Opinión

Batalla por el control del TC

La división o separación de poderes nace en 1748 como formulación intelectual, en contraposición al poder despótico que con frecuencia acompañaba a la actuación de la monarquía absoluta en «l’ancien regime», el Antiguo Régimen, abolido por la Revolución Francesa. Sucedió a los 40 años de haberlo enunciado el Barón de Montesquieu en su obra «El espíritu de las leyes», donde identificaba tres poderes del Estado: el legislativo, el ejecutivo y el judicial, cuya diferencia y distancia entre ellos consideraba necesaria para un correcto funcionamiento del sistema político.

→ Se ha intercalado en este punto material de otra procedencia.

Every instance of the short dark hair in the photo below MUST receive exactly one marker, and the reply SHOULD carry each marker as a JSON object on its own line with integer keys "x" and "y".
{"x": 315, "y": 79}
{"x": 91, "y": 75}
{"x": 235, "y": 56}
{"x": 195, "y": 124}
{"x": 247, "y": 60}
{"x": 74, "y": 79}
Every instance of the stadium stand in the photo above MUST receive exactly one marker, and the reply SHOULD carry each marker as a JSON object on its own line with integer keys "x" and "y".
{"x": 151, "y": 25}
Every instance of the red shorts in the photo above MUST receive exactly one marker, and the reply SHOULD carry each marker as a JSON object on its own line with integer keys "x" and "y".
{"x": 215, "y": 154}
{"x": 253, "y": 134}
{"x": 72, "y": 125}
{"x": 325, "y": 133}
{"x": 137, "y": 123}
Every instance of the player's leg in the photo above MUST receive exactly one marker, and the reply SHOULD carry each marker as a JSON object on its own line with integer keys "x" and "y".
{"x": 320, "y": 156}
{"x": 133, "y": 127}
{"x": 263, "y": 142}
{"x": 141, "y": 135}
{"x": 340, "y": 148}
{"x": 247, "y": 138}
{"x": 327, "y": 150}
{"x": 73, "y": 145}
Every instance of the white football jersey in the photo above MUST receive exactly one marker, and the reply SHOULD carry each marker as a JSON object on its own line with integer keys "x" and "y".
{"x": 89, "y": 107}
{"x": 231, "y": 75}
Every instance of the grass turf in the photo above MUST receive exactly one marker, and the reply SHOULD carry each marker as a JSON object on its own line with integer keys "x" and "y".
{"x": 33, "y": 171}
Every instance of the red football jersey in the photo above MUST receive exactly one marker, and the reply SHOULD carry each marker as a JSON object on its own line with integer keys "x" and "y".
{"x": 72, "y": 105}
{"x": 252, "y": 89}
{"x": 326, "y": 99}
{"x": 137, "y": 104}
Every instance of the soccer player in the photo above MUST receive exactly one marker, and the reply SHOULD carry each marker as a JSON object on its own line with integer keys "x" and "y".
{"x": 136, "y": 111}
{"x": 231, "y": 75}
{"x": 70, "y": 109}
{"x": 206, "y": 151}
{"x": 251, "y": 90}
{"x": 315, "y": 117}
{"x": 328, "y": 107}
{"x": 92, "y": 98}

Esta separación de poderes es asumida hoy en día casi como un dogma en todo sistema político democrático que se precie, aunque la praxis admite no pocas variantes en su concreta materialización. De hecho, son escasos los regímenes que no plasman en sus textos constitucionales tal separación, al concentrar todo el poder del Estado unido en una única instancia, sea esta colegiada o unipersonal. En España la democracia orgánica durante el franquismo se definía en la «Ley Orgánica del Estado» como un sistema con «unidad de poder y coordinación de funciones», y ahora la Constitución de 1978 consagra nominalmente la separación de poderes, aunque en la práctica no es así, pues el presidente del Gobierno es investido por el poder legislativo y, a su vez, ambos designan al órgano de gobierno del Poder Judicial. Incluso de facto actualmente tenemos una acusada partitocracia por mor de la ley electoral y la ayuda a los partidos políticos. Por todo ello, la calidad del sistema democrático se deriva del ejercicio de la función ejecutiva. Aplicando estas consideraciones a la situación actual en España, observamos que la independencia del Poder Judicial no es tal por estar en manos del ejecutivo, que no permite a su órgano de gobierno, el CGPJ, cumplir con su misión esencial: proveer las plazas de jueces y magistrados en los órganos jurisdiccionales encargados de administrar justicia. Eso sí, con una excepción que es, no por casualidad obviamente, el Tribunal Constitucional, que mantiene inexplicablemente en un limbo constitucional a la ley que desapodera al CGPJ, lo que es una manera evidente de coacción política sobre el PP. Ello para que se someta al deseo de Sánchez: tener mayoría en el intérprete supremo de la CE.

Con el pacto de subsistencia mutua en Barcelona y La Moncloa establecido con ERC, el horizonte se sitúa en un TC que «constitucionalice» su política. Con un particular acento separatista catalán: indultos a los lideres del procés, política lingüística y sedición comprometida. El resultado es el Estado en almoneda y Sánchez en La Moncloa.